Bahkan di rumah orang tuanya, Amane merasa seperti berada di wilayah musuh, jadi ia tidak menyangka akan merasakan hal yang sama bahkan di apartemennya sendiri. Saat Shihoko ada di sekitarnya, Mahiru tidak selalu berada di pihaknya—kadang-kadang, dia diam-diam bekerja sama dengan Shihoko untuk melawannya, jadi Amane tidak bisa lengah.
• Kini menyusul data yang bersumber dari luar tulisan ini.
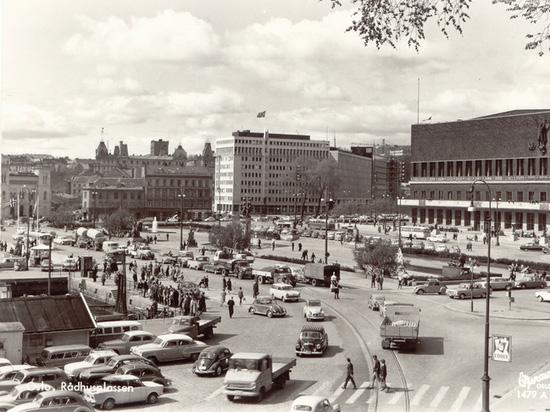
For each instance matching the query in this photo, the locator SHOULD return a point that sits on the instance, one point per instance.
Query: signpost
(501, 348)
Kali ini, Mahiru juga bekerja sama dengan Shihoko untuk mengurangi HP-nya.

“Oh, itu karena ke mana pun aku pergi menjadi wilayahku, bukan?”

“Cukup, Bu. Serius, Ibu memang menyebalkan.”

“Itulah yang kumaksud, Mahiru-chan. Cara Amane menyembunyikan rasa malunya sungguh menggemaskan.”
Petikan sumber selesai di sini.